Commit Graph

3598 Commits

Author SHA1 Message Date
Christian Brauner
7111ed68cb Make lxc-start-ephemeral use lxc.ephemeral
While lxc-copy is under review let users benefit (reboot survival etc.) from the
new lxc.ephemeral option already in lxc-start-ephemeral. This way we can remove
the lxc.hook.post-stop script-

Signed-off-by: Christian Brauner <christianvanbrauner@gmail.com>
Acked-by: Stéphane Graber <stgraber@ubuntu.com>
2015-10-05 11:49:03 +01:00
Christian Brauner
4f64d0db3f Cleanup parts of lxc-destroy
A bit of pedantry usually doesn't hurt. The code should be easier to follow now
and avoids some repetitions.

Signed-off-by: Christian Brauner <christianvanbrauner@gmail.com>
Acked-by: Serge E. Hallyn <serge.hallyn@ubuntu.com>
2015-10-05 11:47:19 +01:00
Christian Brauner
4e6eb26bf0 Add lxc.ephemeral to lxc.container.conf manpage
Signed-off-by: Christian Brauner <christianvanbrauner@gmail.com>
Acked-by: Serge E. Hallyn <serge.hallyn@ubuntu.com>
2015-10-05 11:47:16 +01:00
Bogdan Purcareata
9d291dd226 seccomp: add aarch64 support
Enable aarch64 seccomp support for LXC containers running on ARM64
architectures.
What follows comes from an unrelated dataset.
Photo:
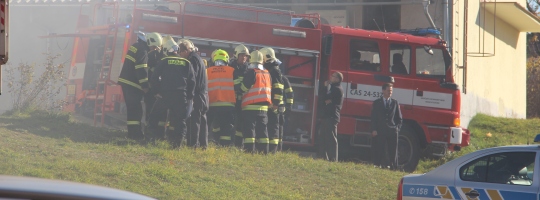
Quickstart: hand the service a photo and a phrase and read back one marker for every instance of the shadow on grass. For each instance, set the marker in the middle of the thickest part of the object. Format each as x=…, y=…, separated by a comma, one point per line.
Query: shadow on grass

Tested with libseccomp 2.2.0 and the default seccomp
policy example files delivered with the LXC package.

Signed-off-by: Bogdan Purcareata <bogdan.purcareata@freescale.com>
Acked-by: Serge E. Hallyn <serge.hallyn@ubuntu.com>
2015-10-05 11:47:12 +01:00
Stéphane Graber
570bea4eed Merge pull request #666 from Ponce/slackware-template
Add a slackware template.
2015-09-30 13:58:01 -04:00
Stéphane Graber
e209cddb66 Merge pull request #667 from cjwatson/ephemeral-parse-passwd
lxc-start-ephemeral: Parse passwd directly
2015-09-30 13:56:50 -04:00
Colin Watson
c6be89f857 lxc-start-ephemeral: Parse passwd directly
On Ubuntu 15.04, lxc-start-ephemeral's call to pwd.getpwnam always
fails.  While I haven't been able to prove it or track down an exact
cause, I strongly suspect that glibc does not guarantee that you can
call NSS functions after a context switch without re-execing.  (Running
"id root" in a subprocess from the same point works fine.)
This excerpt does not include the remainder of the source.